For conic section of the form:
[tex](\frac{x^2}{a^2})-(\frac{y^2}{b^2})=1[/tex]
The Ends of the Lactus Rectum is given as:
[tex]L=(ae,\frac{b^2}{a}),L=(ae,\frac{-b^2}{a})[/tex]
The e in the equation above is the Eccentricity of the Hyperbola.
This can be obtained by the formula:
[tex]e=\frac{\sqrt[]{a^2+b^2}}{a}[/tex]
Thus, comparing the standard form of the conic with the given equation, we have:
[tex]\begin{gathered} \frac{(y+8)^2}{16}-\frac{(x-3)^2}{9}=1 \\ \text{This can be further expressed in the form:} \\ \frac{(y+8)^2}{4^2}-\frac{(x-3)^2}{3^2}=1 \\ By\text{ comparing this with:} \\ \frac{x^2}{a^2}-\frac{y^2}{b^2}=1 \\ We\text{ can deduce that:} \\ a=4;b=3 \end{gathered}[/tex]

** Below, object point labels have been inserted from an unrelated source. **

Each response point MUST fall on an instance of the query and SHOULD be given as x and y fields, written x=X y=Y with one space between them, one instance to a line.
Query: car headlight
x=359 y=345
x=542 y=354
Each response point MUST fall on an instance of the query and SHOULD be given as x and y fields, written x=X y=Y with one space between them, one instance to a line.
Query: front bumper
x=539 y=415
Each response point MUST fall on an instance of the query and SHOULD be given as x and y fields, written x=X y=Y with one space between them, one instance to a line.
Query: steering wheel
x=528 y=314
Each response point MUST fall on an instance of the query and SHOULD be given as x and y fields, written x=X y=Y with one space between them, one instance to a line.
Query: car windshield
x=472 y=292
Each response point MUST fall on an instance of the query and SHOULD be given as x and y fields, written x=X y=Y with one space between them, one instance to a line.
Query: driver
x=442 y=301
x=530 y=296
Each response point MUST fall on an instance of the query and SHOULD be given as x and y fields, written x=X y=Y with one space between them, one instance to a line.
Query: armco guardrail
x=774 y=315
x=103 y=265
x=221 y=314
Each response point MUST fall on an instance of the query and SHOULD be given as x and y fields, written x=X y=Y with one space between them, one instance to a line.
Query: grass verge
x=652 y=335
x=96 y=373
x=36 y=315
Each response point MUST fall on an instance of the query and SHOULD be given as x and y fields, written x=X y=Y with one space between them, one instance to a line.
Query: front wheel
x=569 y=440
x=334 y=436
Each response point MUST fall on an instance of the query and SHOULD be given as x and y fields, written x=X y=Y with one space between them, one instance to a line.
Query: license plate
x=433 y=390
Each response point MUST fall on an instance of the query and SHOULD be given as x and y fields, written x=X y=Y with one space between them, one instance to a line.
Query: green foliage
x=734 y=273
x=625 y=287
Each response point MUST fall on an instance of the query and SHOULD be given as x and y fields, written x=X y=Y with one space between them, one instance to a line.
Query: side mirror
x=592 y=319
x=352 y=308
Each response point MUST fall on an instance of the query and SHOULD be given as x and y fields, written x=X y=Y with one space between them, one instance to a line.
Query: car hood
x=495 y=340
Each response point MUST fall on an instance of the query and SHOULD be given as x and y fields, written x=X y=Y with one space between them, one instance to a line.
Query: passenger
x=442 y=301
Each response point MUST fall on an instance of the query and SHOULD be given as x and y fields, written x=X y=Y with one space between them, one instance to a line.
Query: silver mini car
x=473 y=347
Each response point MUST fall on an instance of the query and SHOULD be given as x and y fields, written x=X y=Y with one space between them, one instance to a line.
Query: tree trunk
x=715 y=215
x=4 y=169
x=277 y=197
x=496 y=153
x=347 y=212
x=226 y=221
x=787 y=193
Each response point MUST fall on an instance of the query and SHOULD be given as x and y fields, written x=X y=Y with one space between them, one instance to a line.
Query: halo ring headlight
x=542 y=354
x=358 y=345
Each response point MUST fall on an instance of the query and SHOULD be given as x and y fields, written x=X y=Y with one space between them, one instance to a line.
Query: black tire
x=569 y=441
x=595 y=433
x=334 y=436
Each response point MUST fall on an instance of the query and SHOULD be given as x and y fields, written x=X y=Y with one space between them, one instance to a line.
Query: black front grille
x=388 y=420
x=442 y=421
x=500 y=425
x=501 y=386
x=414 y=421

Then, we need to obtain the value of the Eccentiricity, e.
[tex]\begin{gathered} e=\frac{\sqrt[]{a^2+b^2}}{a} \\ e=\frac{\sqrt[]{4^2+3^2}}{4} \\ e=\frac{\sqrt[]{16+9}}{4} \\ e=\frac{\sqrt[]{25}}{4}=\frac{5}{4} \end{gathered}[/tex]
Hence, the coordinate of the ends of the each lactus rectum is:
[tex]\begin{gathered} L=(ae,\frac{b^2}{a}),L=(ae,\frac{-b^2}{a}_{}) \\ L=(4\times\frac{5}{4},\frac{3^2}{4}),L=(4\times\frac{5}{4},\frac{-3^2}{4}) \\ L=(5,\frac{9}{4}),L=(5,\frac{9}{4}) \end{gathered}[/tex]